Table 4 Predictive value of thyroid dose-volume parameters for early onset postradiation hypothyroidism

On the basis of regression results, V30 may serve as a significant predictor of hypothyroidism following neck radiotherapy (p = 0.03). The ROC analysis identified an optimal V30 threshold of 74.6% for predicting hypothyroidism on the basis of Youden’s index. At this cutoff, the sensitivity was 82.3%, the specificity was 49.2%, and the AUC-ROC was 0.62, indicating a moderate ability to predict EO-PRH. In patients with V30 ≤ 74.6%, the 1-year incidence of hypothyroidism was 8.3% (3/36); in patients with V30 > 74.6%, this rate was 29.1% (14/48).

On univariable analysis, cancer histopathology, primary tumor site, V15,30, and VS15,30 showed significant differences between two groups of patients with normal or impaired thyroid function following radiation (p < 0.10). These factors were thus included in the further multivariable analysis to find the independent predictive factors of EO-PRH. Chemotherapy/targeted therapy was not significantly associated with EO-PRH in univariable analysis (OR 0.40, 95% CI 0.13–1.27, p = 0.17) and was therefore not included in the multivariable model. A p-value threshold of < 0.10 was applied in the univariable analysis to restrict the number of predictors included in the multivariable model. This threshold was chosen to mitigate the risk of overfitting, considering that the number of events in our cohort was 17 out of 84 cases. Maintaining a sufficient events-per-variable (EPV) ratio was crucial to ensuring the model’s reliability. The multivariable logistic regression analysis identified the primary cancer site as a significant predictive factor for EO-PRH (oral cavity versus larynx: OR 9.09, 95% CI 1.59–100, p = 0.01). Notably, the variable V30 of the thyroid exhibited a wide confidence interval (OR 1.11, 95% CI 1.006–1.35) despite an insignificant p-value (p = 0.16). The Hosmer–Lemeshow test (p = 0.68) indicated an adequate model fit. The model demonstrated strong predictive accuracy, with an AUC of 0.8476 (95% CI: 0.7385–0.9567, p < 0.0001) in the ROC analysis. The model achieved 85.9% classification accuracy, with a negative predictive value (88.2%) and a positive predictive value (70.0%). The final model was compared against an intercept-only model, with the likelihood ratio test (G2 = 21.47, p = 0.0031) demonstrating a significant improvement in model performance. Table 5 summarizes the multivariable analysis results.

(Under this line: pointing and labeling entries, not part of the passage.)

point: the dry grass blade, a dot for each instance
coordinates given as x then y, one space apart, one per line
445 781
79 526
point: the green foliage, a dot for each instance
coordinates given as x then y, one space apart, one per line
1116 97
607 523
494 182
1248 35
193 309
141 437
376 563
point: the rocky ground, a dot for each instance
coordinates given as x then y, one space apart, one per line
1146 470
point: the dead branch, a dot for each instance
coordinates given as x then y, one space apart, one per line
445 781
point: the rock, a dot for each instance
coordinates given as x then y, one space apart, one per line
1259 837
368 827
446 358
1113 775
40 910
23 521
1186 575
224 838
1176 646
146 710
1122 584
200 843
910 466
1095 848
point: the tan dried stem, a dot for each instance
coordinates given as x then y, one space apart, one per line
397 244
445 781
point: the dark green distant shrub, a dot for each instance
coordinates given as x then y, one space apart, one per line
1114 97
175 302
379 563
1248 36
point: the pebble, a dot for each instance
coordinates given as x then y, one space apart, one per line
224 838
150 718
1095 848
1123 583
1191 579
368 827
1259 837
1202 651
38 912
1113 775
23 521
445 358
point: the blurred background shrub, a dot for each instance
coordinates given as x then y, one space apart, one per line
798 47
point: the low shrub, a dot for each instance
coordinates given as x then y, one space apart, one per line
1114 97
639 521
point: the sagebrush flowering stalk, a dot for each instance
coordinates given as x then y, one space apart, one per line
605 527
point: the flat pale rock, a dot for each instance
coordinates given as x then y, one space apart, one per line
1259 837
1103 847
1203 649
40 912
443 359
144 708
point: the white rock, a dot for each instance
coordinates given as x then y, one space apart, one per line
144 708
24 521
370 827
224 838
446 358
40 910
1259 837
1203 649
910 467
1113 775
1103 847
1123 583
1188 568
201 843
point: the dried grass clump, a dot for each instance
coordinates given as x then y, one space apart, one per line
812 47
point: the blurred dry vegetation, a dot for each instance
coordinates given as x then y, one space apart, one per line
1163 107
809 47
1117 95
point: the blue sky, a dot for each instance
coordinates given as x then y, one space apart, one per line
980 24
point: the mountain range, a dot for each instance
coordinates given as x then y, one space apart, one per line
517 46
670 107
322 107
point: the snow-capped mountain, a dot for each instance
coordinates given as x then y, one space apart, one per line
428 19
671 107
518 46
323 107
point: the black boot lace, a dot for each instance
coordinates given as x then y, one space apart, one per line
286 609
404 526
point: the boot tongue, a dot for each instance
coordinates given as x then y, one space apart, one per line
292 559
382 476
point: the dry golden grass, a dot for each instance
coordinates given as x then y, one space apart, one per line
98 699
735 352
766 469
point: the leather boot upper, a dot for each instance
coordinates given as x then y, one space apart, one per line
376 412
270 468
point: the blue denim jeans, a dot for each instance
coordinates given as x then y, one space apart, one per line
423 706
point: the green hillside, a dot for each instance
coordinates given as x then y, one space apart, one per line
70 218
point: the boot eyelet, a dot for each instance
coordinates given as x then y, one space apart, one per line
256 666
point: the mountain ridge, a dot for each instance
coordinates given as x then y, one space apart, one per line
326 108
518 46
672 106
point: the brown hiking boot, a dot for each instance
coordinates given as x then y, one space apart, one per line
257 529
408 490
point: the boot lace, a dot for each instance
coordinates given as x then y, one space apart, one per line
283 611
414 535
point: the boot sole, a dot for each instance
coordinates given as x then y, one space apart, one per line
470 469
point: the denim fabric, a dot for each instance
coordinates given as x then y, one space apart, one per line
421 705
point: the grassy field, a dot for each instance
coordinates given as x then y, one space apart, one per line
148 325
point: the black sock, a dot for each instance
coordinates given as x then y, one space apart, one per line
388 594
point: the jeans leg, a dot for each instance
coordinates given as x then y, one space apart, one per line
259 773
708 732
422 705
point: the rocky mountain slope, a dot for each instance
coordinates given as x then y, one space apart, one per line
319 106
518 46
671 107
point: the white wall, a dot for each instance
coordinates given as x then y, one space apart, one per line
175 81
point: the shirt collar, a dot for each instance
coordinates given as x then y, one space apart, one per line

Table 5 Multivariable analysis of predictors of early onset postradiation hypothyroidismPredictive Model of postradiation Hypothyroidism

The multiple logistic regression analysis revealed that the model, including histopathology type, tumor site, V15,30, and VS15,30 could significantly predict EO-PRH. The log-likelihood ratio (G-squared) equal to 21.4 (p = 0.003) suggests that the selected model is preferable over the intercept-only model. The AUC-ROC was 0.84 (95% CI 0.73–0.95), indicating good discrimination (p < 0.001). The AUC-ROC curve for this model is depicted in Fig. 1.

Fig. 1figure 1

The receiver operating characteristic curve of the predictive model for postradiation hypothyroidism

Association Between Dose-Volume Parameters and Hypothyroidism Over Time

The Cox proportional hazards regression analysis was conducted to examine the association between different dose-volume parameters of the thyroid (V5–60 and VS5–60) and the time to the occurrence of EO-PRH (Supplementary Table 2). The analysis revealed that higher values of V60 are associated with a slightly higher hazard of time to developing hypothyroidism, as indicated by its positive associations and statistically significant results (hazard ratio [HR] 1.03, 95% CI 1.01–1.05, p = 0.009). The contrast condition is justified for the VS60 (HR 0.91, 95% CI 0.83–0.99, p = 0.04).